The kids asked that question several times during a late-afternoon session of the Burlington Junior Community Police Academy. The free program is in its second year, and gives Burlington residents ages 8 to 15 the opportunity to meet local police officers and learn more about their work. For about an hour a week throughout the month of January, kids get to tour police facilities, learn about crime scene investigations, climb aboard police vehicles and try out other crime-fighting tools.
The program got its start after a 10-year-old Burlington girl learned about a community police academy for adults that her grandmother attended, and asked then-police chief Michael Schirling if he'd create something similar for kids. He obliged.
At a time when kids' and teens' interactions with police sometimes make national news due to their confrontational and even tragic outcomes, Burlington's junior community police academy helps kids and cops connect in a safe, friendly and fun environment.
On this particular afternoon, the group's third session, the kids got plenty of hands-on experience trying out police equipment — minus their weapons, of course — including handcuffs, helmets, radios, riot shields, and the lights and sirens on a police cruiser.
Until the police dog arrived, Officers Philip Tremblay and Daniel Delgado kept the kids occupied, and vice versa, with questions about the various tools of their trade.
"So, does anyone know what we use the radio for?" Tremblay asked.
"To take breaks if you have to go to the bathroom?" one boy answered.
"Yes, exactly," Tremblay said. "Anyone else?"
"To call another police if you need help," one girl suggested.
"Or, if you have a mini toilet on your vest and you're missing one and you need to go to the bathroom and you need to call for a new mini toilet?" said the first boy.
"Hmm, I've never run into that situation," Delgado mused, "but that's absolutely possible."
"Are you guys on the squat team?" asked another boy.
"No, we're not on the SWAT team," Delgado clarified.
Shortly before class ended, Corporal Trent Martin and his K9, a 9-year-old German shepherd named Capone, arrived. For the remaining 20 minutes, Martin taught the kids how to read the "language of dogs" and how to approach an unfamiliar dog.
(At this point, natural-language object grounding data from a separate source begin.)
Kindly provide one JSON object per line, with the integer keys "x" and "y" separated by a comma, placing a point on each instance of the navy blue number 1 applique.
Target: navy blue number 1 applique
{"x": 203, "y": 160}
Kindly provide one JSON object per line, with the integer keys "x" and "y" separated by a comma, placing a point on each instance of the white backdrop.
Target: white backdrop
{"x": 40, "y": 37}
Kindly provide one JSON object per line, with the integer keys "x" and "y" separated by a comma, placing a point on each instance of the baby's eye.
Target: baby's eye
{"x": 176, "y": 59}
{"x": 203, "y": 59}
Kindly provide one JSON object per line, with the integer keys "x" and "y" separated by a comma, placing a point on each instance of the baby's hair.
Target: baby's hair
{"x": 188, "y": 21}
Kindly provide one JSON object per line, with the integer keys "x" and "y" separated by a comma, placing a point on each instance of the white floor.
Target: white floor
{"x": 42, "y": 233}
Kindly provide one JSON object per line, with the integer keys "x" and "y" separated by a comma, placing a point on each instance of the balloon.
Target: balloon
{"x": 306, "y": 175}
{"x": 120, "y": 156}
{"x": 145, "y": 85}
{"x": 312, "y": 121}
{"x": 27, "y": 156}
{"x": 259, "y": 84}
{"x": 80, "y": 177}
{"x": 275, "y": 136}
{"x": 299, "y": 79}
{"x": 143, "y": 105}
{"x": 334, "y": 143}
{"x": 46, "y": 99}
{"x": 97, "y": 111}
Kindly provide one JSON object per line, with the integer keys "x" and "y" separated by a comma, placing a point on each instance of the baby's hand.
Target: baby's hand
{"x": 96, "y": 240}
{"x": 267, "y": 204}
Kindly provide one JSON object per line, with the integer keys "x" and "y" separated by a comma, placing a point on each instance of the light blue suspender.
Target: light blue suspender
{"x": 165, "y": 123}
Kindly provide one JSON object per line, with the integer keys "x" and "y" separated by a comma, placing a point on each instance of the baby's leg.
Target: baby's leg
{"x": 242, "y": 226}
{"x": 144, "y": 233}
Never run away from one if it's growling or barking, he advised, as it can trigger the dog's predatory chase instinct.
Then, after a brief demonstration of Capone's drug-sniffing abilities — the dog quickly located a cache of narcotics hidden in a fire-extinguisher case — Martin showed the group how he trains Capone to attack. Using a verbal command, Martin ordered the dog to attack Delgado, who was wearing a special burlap bite sleeve to protect his arm.
Capone quickly ripped off the sleeve, then paraded playfully around the room with it in his mouth as the kids laughed and cheered. Said one girl, "He doesn't look that mean."
"He's not," Martin reassured her, as she scratched the dog on his chest.